En 2017, 400 000 litres de lisier se déversaient dans le Jaudy, rivière costarmoricaine, tuant des milliers de poissons sur treize kilomètres. En cause, l’effondrement du mur d’une fosse à lisier. En France, ces réservoirs sont soumis à une série de normes définies par les ministères. « [Ils] doivent par exemple être accompagnées d’un drainage autour, pour éviter que les remontées de nappes viennent fragiliser l’ouvrage en béton. Il y a aussi des réglementations qui imposent des plans de ferraillage pour assurer une solidité de l’ouvrage » expose Jean-Paul Hamon, chargé de missions Réglementation et directives nitrates à la Chambre de l’agriculture des Côtes-d’Armor. « Au fil du temps, ces obligations ont évolué et on retrouve aujourd’hui des fosses à lisier qui ne disposaient pas de ces obligations-là et qui peuvent présenter des risques que les nouveaux ouvrages n’ont pas ». Lui-même estime qu’environ 10 % des réservoirs pourraient ne pas être aux normes.  

En 1993, un dispositif national a permis aux agriculteur·ices de remettre aux normes leurs fosses à lisier ou bien d’en construire de nouvelles. Ce « Programme de maîtrise des pollutions d’origine agricole » proposait un financement de 20 à 25 % des frais engagés. Une quinzaine d’années plus tard, les autorités ont stoppé les subventions, estimant que tou·tes les exploitant·es avaient eu le temps de remettre aux normes leurs fosses.

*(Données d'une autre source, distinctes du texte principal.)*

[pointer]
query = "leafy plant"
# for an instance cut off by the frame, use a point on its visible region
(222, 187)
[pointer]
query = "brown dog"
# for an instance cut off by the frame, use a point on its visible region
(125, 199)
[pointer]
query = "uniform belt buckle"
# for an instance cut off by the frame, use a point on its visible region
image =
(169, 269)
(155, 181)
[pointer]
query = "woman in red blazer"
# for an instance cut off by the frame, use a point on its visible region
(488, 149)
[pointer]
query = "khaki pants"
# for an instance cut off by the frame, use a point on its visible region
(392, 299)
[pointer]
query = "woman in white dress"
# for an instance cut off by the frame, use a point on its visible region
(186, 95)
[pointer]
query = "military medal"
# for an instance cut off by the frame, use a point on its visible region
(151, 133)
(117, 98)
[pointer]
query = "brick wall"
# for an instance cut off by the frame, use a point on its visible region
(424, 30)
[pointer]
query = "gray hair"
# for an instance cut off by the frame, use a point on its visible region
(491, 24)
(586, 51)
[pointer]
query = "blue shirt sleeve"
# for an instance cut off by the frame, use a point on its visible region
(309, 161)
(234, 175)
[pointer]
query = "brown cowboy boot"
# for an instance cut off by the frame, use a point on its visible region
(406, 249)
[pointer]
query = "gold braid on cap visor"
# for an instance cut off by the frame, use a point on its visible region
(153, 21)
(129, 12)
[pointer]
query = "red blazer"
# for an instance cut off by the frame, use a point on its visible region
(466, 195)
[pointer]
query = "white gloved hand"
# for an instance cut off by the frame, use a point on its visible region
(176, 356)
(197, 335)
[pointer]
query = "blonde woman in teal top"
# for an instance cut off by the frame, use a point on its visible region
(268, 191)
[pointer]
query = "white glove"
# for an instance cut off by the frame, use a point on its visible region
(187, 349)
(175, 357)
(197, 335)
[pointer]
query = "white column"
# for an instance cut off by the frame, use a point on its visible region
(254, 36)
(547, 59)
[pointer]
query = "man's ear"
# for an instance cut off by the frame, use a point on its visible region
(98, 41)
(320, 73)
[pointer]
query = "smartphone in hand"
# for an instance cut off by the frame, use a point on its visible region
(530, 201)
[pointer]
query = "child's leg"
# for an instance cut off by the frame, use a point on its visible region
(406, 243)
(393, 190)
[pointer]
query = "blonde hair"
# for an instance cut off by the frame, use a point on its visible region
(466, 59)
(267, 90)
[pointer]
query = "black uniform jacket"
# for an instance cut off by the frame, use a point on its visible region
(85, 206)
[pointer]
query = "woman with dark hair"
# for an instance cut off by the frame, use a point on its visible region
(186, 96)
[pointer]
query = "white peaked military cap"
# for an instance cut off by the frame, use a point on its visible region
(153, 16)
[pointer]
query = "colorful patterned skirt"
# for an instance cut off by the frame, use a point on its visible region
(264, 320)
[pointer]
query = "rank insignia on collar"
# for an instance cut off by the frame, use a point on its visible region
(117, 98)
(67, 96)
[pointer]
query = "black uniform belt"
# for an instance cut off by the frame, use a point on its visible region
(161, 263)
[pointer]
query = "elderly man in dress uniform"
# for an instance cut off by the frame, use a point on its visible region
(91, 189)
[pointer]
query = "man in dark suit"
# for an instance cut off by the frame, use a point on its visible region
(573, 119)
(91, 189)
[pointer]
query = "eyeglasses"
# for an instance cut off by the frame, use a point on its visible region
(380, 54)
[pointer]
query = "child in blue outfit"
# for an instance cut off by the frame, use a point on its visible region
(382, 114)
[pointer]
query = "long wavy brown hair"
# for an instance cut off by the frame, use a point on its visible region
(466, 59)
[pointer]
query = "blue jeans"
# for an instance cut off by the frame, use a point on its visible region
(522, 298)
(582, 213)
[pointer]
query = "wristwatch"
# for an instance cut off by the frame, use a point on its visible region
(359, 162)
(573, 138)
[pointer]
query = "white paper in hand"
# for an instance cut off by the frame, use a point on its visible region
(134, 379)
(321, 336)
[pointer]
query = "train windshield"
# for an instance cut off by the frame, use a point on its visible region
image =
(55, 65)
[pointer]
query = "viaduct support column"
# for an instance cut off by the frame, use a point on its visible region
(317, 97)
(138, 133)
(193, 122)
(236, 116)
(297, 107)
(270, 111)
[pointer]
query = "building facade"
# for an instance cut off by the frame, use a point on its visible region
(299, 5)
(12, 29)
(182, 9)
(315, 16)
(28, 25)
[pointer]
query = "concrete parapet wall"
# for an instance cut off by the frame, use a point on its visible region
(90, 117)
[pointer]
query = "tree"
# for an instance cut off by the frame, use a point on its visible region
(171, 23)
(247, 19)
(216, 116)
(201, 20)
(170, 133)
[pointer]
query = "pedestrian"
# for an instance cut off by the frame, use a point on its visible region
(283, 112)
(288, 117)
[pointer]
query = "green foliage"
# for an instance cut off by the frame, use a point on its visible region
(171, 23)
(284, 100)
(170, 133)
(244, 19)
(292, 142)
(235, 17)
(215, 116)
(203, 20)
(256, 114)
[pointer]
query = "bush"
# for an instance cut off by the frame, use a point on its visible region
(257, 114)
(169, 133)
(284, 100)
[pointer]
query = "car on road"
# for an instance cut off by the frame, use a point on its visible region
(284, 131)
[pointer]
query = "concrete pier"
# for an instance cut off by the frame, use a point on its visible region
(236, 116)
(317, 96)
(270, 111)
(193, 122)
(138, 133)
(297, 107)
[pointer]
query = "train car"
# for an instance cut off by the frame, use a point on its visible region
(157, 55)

Aujourd’hui, si une fosse à lisier ne correspond plus aux normes, elle doit être reconstruite. « Il n’y a pas le choix, sinon, c’est fini. C’est comme quand tu te fais gauler parce que tu as bu, tu n’as plus de permis de conduire », compare Pascal. La destruction de sa fosse à lisier coûterait près de 30 000 euros, et 70 000 euros pour la reconstruire complètement.

Des risques de contamination de l’eau potable

Polluées par du lisier, les eaux peuvent transporter des bactéries potentiellement dangereuses pour l’humain dans les cours d’eau, telles que l’Escherichia Coli (ou E. Coli) ou encore des zoonoses, maladies infectieuses transmises par l’animal à l’homme.

En Bretagne, 75 % de l’eau potable provient des cours d’eau selon l’ARS. « Notre eau potable est donc forcément plus sensible, du fait qu’elle est de surface. Donc, évidemment, quand vous avez une telle pollution, il y a un impact sur les stations de pompage qui peuvent être situées en aval et qui doivent, la plupart du temps, arrêter de pomper », explique Estelle Le Guern, chargée de mission de l’association Eau et Rivières de Bretagne. 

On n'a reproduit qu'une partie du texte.